Gregory was and remains the mystic of the Armenian church. Central to his mysticism is the belief in a cathartic process that ultimately would lead humankind to a reacquisition of divine similitude, or the likeness of God. The mysticism espoused by Gregory is a uniquely human undertaking whereby humanity tries to encounter God. To meet the Almighty, humanity must rid itself of transgressions. In order to encounter God, who transcends all being and all knowledge, it becomes necessary to renounce all sense gathered through the workings of reason. This apophatic approach to knowledge of God takes the form of negating all meaning in order to emphasize the absolute unknowability of God. According to Gregory, God is incomprehensible, invisible, ineffable, beyond totality, unspeakable, unobservable, without beginning, and without time.
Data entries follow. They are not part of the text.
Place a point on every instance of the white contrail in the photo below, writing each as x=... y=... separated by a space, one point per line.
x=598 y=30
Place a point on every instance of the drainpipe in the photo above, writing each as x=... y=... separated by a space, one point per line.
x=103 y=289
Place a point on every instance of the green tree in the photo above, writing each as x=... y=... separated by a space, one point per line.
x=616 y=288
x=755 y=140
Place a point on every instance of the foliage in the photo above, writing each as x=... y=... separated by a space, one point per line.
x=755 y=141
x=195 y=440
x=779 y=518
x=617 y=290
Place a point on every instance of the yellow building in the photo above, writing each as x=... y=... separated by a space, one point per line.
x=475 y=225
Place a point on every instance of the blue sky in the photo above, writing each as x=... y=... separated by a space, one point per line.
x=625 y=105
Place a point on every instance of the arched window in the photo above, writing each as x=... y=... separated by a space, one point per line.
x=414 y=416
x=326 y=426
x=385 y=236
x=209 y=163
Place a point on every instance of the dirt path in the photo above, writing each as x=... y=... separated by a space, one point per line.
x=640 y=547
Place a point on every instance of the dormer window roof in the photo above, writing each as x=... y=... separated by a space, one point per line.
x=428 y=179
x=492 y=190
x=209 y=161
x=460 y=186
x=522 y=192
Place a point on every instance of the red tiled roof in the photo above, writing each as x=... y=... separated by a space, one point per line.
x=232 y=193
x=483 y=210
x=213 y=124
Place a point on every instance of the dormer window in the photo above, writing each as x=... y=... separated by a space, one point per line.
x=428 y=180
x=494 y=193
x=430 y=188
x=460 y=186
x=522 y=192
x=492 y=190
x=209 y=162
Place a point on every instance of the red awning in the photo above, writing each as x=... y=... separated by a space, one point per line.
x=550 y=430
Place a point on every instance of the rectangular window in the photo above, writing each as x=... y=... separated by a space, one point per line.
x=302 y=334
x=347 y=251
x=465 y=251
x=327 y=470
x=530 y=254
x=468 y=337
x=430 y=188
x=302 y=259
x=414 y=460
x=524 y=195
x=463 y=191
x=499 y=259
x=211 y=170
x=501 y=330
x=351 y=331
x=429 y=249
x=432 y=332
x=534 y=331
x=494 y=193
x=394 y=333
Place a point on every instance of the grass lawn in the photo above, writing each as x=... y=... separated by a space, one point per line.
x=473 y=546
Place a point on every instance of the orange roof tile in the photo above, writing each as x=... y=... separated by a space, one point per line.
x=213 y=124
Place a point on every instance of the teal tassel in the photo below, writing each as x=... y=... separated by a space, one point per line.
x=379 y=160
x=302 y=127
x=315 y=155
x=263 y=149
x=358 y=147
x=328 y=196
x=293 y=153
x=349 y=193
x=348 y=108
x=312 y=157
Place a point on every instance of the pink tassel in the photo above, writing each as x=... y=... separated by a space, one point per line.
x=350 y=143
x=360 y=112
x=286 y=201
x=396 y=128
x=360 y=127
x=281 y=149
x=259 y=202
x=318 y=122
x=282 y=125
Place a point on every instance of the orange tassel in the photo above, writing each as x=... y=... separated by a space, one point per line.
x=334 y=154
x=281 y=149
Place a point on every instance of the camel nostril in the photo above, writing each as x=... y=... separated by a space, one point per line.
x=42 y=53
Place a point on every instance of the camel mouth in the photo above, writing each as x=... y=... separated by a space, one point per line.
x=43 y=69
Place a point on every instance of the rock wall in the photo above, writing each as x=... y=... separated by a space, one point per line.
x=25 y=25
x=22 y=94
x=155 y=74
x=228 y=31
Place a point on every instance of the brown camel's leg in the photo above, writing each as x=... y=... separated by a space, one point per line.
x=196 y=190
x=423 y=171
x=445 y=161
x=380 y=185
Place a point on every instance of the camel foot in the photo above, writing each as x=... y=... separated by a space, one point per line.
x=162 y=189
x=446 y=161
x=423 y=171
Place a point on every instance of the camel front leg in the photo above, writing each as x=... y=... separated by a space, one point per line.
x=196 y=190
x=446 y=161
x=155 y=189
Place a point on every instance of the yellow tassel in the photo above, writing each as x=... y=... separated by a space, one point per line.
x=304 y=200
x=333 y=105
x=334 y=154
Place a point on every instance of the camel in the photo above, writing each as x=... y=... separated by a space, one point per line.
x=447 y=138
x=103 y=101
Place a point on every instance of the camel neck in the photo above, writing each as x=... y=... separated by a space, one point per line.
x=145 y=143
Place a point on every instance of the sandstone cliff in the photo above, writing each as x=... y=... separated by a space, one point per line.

Gregory, however, also embraced the cataphatic approach to God by stressing God's actions in history, which manifest God's love and concern for humankind. In the Commentary on the Song of Songs of Solomon, Gregory emphasizes the parallelism between the union of Yahveh with Israel and the marriage of the incarnate Logos with the church. As the Lord of compassion and mercy, the Christian God is distinctly a God of action, that is, a living God. Gregory began all his prayers by declaring, "from the depth of heart, a conversation with God."
Bibliography
Gregory's Odes and Discourses are available in the original classical Armenian in Tagher Yev Gantser, edited by Armine Kʿōshkerian (Yerevan, 1981). The Book of Lamentation can be obtained in classical Armenian as Matean Oghbergowtʾen (Jerusalem, 1964). This work is also available in a bilingual edition, with Russian translation by Naum Grebnev and interlinear translations by Levon Mkrtchian and Margarita Darbinian, as Madyan Voghbergoutian/Kniga skorbi (Yerevan, 1977). Parts of the Book of Lamentation are also available in English translation by Mischa Kudian as Lamentations of Narek: Mystic Soliloquies with God (London, 1977). See also the complete French translation by Isaac Kéchichian, Le livre de prières (Paris, 1961). Gregory's Commentary on the Song of Songs of Solomon is published as Meknoutyoun Yerg Yergots Soghomoni (Beirut, 1963). For further discussion of Gregory, see Malʾachia Ormanian's Azgapatowm, 3 vols. (1912–1927; reprint, Beirut, 1959–1961), a comprehensive study of the Armenian church as well as the politics of the Armenian nation. Of particular relevance to Gregory are paragraphs 790, 791, 793, 813, and 814.